In the early morning hours of Sunday, March 18, Los Angeles was preparing itself for flooded streets. Rains were expected this night and the morning to come, but the city was more concerned with the 23,000 people who would soon be competing in the 27th annual L.A. Marathon. Five hours before the official start of the race, parking enforcement trucks trolled the city streets to tow away the last remaining cars in the race path.
The marathon runners were still asleep, perhaps dreaming of the grueling, 26.2-mile adventure there were soon to begin – from "Stadium to Sea," as its organizers have dubbed the point-to-point race. But as the city and the runners waited, another race had already begun. More than a thousand bicyclists had gathered on the official route at 3 a.m. to hold their own marathon – an unofficial race through the 26 miles of city streets now conveniently cleared of cars and traffic, a rare opportunity in a city better known for its car culture than its burgeoning bicyclism.

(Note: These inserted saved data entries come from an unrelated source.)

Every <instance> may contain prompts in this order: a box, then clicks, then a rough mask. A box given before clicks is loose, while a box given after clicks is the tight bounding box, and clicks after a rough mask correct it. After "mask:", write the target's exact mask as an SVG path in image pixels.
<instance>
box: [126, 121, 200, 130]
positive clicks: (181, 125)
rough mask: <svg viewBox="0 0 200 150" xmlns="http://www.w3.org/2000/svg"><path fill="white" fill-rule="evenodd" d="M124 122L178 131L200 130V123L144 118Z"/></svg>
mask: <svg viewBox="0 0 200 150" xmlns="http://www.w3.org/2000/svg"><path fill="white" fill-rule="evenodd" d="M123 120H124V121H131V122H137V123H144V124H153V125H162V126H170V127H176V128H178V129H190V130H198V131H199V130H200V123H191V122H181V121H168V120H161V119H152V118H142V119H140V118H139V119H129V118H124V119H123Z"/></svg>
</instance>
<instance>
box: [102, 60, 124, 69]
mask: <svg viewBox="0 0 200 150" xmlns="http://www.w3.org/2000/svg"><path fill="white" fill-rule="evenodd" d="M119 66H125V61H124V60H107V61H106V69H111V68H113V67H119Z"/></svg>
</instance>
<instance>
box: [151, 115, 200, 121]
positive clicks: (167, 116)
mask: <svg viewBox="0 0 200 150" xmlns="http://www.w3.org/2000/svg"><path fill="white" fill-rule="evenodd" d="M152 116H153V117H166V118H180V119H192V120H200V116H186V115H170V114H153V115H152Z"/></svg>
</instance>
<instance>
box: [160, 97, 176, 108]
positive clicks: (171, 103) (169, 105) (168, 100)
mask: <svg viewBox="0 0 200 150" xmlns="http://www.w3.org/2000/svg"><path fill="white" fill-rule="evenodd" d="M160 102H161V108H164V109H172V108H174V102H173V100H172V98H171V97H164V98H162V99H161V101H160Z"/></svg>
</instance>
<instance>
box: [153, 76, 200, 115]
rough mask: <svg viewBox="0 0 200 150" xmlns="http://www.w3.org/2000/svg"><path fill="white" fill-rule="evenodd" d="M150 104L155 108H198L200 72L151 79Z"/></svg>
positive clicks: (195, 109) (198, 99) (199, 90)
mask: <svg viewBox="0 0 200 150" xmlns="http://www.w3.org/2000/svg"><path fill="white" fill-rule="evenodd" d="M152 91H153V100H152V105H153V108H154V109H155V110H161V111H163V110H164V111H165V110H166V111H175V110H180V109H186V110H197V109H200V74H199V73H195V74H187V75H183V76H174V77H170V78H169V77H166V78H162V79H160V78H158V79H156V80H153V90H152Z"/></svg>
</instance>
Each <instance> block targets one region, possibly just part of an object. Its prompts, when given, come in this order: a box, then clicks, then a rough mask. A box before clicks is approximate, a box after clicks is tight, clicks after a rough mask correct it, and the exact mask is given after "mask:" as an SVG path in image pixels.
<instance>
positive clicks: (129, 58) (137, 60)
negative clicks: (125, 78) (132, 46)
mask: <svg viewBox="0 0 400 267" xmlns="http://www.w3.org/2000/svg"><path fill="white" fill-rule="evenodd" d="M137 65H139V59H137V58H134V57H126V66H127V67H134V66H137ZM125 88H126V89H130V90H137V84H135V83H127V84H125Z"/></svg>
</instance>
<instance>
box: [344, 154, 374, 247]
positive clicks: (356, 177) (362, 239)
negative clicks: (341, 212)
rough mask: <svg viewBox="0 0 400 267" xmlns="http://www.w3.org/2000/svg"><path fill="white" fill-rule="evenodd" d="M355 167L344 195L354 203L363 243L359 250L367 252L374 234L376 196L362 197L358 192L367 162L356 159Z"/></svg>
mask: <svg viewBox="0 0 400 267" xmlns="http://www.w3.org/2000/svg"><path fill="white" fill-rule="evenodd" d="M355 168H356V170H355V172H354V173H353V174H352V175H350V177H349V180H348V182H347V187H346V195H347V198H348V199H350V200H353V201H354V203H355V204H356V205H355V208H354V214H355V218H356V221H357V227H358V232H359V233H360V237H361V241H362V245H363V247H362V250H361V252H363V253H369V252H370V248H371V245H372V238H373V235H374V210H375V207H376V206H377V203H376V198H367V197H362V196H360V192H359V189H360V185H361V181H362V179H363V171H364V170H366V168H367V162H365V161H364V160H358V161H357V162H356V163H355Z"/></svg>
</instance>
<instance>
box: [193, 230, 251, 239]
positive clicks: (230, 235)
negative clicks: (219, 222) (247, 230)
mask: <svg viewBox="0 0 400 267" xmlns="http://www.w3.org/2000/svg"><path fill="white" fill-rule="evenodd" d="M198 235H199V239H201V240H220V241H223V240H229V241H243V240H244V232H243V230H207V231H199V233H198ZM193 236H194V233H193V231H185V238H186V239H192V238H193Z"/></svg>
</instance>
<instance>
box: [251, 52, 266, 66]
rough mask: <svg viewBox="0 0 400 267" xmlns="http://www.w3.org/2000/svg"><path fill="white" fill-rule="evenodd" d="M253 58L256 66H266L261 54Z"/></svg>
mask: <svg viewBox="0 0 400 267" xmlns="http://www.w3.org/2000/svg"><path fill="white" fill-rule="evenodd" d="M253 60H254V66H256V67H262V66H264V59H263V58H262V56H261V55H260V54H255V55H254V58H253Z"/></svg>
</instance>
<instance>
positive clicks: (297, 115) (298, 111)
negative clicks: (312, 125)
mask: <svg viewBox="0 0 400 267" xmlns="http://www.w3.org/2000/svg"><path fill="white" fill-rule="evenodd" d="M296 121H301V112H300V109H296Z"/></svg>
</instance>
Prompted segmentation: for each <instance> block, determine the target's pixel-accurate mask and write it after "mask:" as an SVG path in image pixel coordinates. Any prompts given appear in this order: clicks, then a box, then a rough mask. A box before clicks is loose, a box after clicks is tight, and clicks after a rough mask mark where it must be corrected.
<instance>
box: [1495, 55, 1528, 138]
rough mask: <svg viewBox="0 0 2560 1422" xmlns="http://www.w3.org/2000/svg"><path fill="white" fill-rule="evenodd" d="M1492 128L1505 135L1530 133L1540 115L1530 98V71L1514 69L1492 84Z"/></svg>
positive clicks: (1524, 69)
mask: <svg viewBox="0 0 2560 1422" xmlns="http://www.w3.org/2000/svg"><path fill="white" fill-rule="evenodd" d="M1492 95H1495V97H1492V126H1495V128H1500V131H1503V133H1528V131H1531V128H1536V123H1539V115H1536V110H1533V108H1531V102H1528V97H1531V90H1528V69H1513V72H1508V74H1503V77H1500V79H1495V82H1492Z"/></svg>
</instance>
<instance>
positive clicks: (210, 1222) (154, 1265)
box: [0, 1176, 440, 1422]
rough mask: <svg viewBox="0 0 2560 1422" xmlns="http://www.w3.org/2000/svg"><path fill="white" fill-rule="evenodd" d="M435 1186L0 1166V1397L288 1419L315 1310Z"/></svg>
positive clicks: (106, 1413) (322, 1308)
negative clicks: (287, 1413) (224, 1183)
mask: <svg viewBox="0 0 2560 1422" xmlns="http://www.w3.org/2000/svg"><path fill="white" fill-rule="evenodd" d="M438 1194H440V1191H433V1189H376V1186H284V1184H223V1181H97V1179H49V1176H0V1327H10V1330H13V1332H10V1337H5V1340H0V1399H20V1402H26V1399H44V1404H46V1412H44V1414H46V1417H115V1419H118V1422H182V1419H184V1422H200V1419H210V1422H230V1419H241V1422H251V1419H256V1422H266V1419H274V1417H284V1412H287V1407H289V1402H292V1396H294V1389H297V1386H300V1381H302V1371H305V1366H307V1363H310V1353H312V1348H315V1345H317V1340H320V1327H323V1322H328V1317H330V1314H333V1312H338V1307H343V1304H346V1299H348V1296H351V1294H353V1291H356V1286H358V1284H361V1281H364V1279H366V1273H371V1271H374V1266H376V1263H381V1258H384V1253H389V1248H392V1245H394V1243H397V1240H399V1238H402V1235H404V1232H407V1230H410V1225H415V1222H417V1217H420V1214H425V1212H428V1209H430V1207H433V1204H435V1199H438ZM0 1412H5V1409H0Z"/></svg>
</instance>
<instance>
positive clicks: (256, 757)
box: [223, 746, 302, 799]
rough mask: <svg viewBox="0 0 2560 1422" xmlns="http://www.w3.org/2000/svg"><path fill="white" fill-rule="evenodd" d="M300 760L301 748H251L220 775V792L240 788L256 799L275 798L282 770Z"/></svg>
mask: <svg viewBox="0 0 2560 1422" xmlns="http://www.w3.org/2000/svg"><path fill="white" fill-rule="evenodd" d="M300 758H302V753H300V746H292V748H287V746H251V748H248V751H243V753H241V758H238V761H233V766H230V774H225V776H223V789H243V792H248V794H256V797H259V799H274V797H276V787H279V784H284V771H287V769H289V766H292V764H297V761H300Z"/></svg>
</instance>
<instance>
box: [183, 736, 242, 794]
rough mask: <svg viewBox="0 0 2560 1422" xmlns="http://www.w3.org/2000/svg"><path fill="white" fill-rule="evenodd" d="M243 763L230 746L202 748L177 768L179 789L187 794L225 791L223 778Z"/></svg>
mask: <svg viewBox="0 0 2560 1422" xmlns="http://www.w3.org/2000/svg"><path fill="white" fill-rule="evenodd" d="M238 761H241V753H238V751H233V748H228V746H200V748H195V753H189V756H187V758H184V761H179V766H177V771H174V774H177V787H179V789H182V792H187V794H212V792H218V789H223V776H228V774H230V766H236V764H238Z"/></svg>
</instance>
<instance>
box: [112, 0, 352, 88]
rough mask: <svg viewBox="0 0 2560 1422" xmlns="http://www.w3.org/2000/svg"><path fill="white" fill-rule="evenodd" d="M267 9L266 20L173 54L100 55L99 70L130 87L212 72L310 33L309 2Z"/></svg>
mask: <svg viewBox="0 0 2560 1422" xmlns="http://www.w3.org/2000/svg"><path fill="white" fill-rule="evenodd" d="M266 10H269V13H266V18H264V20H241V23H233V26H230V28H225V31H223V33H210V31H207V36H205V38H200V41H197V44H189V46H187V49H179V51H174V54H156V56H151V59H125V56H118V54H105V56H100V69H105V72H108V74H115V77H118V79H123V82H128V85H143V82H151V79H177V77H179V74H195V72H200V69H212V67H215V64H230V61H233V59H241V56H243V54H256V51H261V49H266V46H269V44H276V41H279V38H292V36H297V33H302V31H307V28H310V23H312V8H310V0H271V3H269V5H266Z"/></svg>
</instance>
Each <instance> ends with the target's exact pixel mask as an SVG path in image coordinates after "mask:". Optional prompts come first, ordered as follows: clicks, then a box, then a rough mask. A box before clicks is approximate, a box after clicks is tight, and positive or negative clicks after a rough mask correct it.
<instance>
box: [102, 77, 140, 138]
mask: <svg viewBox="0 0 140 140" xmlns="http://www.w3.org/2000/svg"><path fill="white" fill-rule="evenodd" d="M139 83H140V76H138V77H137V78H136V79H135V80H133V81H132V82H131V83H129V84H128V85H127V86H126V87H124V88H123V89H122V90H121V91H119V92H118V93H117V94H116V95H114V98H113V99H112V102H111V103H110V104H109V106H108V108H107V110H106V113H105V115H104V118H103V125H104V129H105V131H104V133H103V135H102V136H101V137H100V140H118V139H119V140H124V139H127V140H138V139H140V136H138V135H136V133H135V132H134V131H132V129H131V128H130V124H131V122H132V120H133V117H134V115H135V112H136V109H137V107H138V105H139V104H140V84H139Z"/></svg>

Packed along the sides of Sunset Boulevard in the city's Silver Lake neighborhood, the overwhelmingly male crowd lingered, waiting for the roads to officially close. Lycra shined in the night, as cyclists pinned on racing numbers, tightened their helmets and prepared themselves for what promised to be a very wet late night bike ride into downtown, then back west through Hollywood, Beverly Hills and right to the edge of the Pacific Ocean in Santa Monica. As the cyclists prepared to hit the streets, it felt like a ciclovia, the street closure festivals increasingly common in cities around the world – a cocktail of one part Tour de France, two parts Critical Mass and a twist of late night raver revelry.